C’era una piccola parte di lui, però, che gli
ricordava una cosa consolante e serena: che tutto ciò di terrificante che aveva
a che fare con Sakura, alla fine, non era niente di pericoloso, o se lo era,
allora era anche bellissimo, bellissimo e pericoloso. Come la prima volta che
l’aveva ringraziata, o le aveva chiesto scusa, e come la volta in cui era stato
costretto a farle capire che l’amava, o come quella in cui per avere la
certezza di essere stato piuttosto chiaro ci aveva pure fatto l’amore; come
quando aveva tentato di metterle l’anello al dito in un’illusione, tanto per
fare una prova, e lei se n’era accorta e poi l’aveva aiutato a sopportare quel
brutto quarto d’ora di imbarazzo con tutte quelle risate di cui sapeva ridere
solo da quando lui era di nuovo in giro.
«Ceniamo?» le chiese, facendola rialzare.
Sakura annuì, un po’ più sollevata. Le aveva
fatto bene parlarne, ce l’aveva scritto in faccia.
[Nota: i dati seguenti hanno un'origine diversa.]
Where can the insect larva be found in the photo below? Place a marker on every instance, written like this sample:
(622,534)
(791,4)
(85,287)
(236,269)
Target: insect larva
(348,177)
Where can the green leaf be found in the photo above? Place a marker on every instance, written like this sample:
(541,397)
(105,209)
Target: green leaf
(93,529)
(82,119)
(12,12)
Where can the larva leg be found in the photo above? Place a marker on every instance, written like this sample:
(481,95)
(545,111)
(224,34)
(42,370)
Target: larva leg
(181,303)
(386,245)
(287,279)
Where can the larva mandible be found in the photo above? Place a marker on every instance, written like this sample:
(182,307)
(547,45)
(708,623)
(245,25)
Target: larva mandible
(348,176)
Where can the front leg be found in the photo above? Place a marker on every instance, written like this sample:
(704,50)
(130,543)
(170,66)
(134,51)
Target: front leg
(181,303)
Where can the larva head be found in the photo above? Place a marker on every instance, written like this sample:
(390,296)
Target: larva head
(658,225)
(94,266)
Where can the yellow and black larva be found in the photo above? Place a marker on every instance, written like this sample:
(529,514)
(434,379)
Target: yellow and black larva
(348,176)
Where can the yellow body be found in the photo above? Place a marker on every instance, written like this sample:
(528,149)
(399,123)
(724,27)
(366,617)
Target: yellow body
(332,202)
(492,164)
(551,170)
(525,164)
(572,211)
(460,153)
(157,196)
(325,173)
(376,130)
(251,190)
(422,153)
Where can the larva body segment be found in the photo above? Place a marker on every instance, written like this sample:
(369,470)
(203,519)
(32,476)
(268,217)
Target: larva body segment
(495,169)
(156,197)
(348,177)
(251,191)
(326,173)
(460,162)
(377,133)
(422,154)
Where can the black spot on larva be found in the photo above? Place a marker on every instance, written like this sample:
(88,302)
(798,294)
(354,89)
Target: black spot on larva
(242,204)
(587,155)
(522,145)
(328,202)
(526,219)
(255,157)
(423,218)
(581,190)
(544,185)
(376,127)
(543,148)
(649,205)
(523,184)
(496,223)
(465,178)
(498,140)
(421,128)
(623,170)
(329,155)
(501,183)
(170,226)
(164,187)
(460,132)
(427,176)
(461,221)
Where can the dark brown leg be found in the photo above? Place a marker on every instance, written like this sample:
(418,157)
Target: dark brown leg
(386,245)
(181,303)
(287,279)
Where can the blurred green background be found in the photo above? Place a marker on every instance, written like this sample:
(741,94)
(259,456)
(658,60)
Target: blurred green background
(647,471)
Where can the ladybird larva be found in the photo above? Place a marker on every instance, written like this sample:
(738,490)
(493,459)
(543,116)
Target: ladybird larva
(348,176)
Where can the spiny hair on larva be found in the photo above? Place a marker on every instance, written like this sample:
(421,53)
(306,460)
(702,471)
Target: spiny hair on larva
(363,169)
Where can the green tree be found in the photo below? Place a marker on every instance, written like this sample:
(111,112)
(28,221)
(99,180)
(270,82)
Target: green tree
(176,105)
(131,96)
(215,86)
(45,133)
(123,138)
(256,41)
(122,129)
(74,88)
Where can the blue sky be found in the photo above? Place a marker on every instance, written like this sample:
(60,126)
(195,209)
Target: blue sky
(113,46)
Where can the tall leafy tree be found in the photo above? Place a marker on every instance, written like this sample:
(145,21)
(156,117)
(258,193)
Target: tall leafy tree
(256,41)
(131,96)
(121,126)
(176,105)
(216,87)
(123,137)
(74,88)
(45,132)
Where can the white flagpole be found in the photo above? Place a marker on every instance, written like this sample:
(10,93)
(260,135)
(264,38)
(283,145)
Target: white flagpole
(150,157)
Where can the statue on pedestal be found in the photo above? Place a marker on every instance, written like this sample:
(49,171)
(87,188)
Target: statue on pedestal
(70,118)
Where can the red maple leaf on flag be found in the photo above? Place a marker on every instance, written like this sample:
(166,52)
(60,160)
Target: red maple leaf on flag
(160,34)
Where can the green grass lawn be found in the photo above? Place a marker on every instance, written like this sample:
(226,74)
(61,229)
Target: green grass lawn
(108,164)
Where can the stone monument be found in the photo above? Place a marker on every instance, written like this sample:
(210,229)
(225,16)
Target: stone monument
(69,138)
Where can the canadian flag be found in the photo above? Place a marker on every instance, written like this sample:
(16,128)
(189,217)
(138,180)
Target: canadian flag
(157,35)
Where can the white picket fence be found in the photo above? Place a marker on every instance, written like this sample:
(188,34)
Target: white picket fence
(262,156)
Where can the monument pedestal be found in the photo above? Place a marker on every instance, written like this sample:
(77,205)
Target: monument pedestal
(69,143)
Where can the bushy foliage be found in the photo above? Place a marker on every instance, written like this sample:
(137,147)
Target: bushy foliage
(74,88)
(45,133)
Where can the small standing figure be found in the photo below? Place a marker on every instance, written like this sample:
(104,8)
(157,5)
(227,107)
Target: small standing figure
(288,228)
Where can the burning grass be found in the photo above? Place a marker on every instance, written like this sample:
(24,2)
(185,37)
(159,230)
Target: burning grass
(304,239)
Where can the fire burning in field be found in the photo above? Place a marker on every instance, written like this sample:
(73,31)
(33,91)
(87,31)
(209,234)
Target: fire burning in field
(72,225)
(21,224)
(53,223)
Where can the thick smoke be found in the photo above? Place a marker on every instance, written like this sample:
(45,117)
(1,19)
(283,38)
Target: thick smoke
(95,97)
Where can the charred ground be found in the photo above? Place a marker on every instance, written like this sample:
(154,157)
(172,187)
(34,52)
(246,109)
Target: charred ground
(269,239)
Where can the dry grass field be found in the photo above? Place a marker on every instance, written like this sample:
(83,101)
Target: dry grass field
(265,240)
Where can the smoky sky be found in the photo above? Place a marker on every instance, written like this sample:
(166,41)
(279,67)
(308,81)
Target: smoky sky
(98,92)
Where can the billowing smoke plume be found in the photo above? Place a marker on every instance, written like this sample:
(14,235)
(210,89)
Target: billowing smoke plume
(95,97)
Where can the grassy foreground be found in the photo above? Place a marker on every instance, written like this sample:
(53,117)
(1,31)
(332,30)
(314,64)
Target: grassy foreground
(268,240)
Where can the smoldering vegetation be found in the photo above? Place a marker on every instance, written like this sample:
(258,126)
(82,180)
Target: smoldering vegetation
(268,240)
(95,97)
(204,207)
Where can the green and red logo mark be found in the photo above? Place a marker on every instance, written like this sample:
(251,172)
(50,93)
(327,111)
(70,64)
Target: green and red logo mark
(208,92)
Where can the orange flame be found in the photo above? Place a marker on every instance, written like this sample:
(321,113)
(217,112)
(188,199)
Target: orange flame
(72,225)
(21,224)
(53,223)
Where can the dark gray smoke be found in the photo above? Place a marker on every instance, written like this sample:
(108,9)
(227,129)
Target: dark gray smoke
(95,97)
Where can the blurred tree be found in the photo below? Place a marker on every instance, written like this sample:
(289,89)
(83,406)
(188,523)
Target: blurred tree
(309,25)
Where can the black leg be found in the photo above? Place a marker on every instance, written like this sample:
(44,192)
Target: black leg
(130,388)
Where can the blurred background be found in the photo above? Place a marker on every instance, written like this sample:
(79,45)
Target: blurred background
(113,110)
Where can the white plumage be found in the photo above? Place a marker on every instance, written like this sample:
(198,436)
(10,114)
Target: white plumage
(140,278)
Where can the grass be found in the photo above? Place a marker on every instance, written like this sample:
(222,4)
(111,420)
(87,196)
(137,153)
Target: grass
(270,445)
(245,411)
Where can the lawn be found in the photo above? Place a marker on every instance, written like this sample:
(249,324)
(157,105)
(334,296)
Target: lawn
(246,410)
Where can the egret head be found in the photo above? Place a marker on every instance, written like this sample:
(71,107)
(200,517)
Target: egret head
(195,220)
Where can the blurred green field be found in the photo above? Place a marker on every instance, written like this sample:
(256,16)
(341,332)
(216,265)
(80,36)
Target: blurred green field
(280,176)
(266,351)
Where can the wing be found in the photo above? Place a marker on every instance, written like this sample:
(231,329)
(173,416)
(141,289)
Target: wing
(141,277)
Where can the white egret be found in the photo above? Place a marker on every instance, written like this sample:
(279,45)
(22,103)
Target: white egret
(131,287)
E quell’improvviso benessere si piantò
solidamente sulle sue labbra quando aprì il frigo e lo trovò pieno di
stranezze. «Sasuke-kun», rise, incapace di trattenersi. «Che ce ne facciamo di
tutta questa roba?»
Sasuke arrivò in cucina chiedendosi come potesse
non essere chiara la ragione di quella riserva. «Secondo te io posso mai uscire
di notte per soddisfare tutte le voglie che ti verranno?»
«E ci volevano tre marche diverse di salsa di
soia?»
Sasuke le si avvicinò, guardingo, anche un po’
pensieroso. «Di più?»
Sakura si dichiarò offesa, lo riprese esclamando
un paio di volte il suo nome con un’enfasi tutta da lei. Gli diede anche un
pizzicotto sul fianco. Lui le bloccò la mano prima che gli lasciasse un livido
senza nemmeno accorgersene. L’interno del suo polso era liscio, la pelle
finissima. Si sentiva il sangue che scorreva veloce. Sasuke la sentiva sotto le
dita, quella vita, eppure sembrava che stesse esplodendo ovunque. Bellissima.
***
«Sakura-chan, è commovente il modo in cui ogni
giorno decidi di condividere con me la tua colazione», Naruto addentò il resto
del cornetto di Sakura con espressione soddisfatta, gli occhi fissi sul
barattolo di marmellata al centro del tavolo.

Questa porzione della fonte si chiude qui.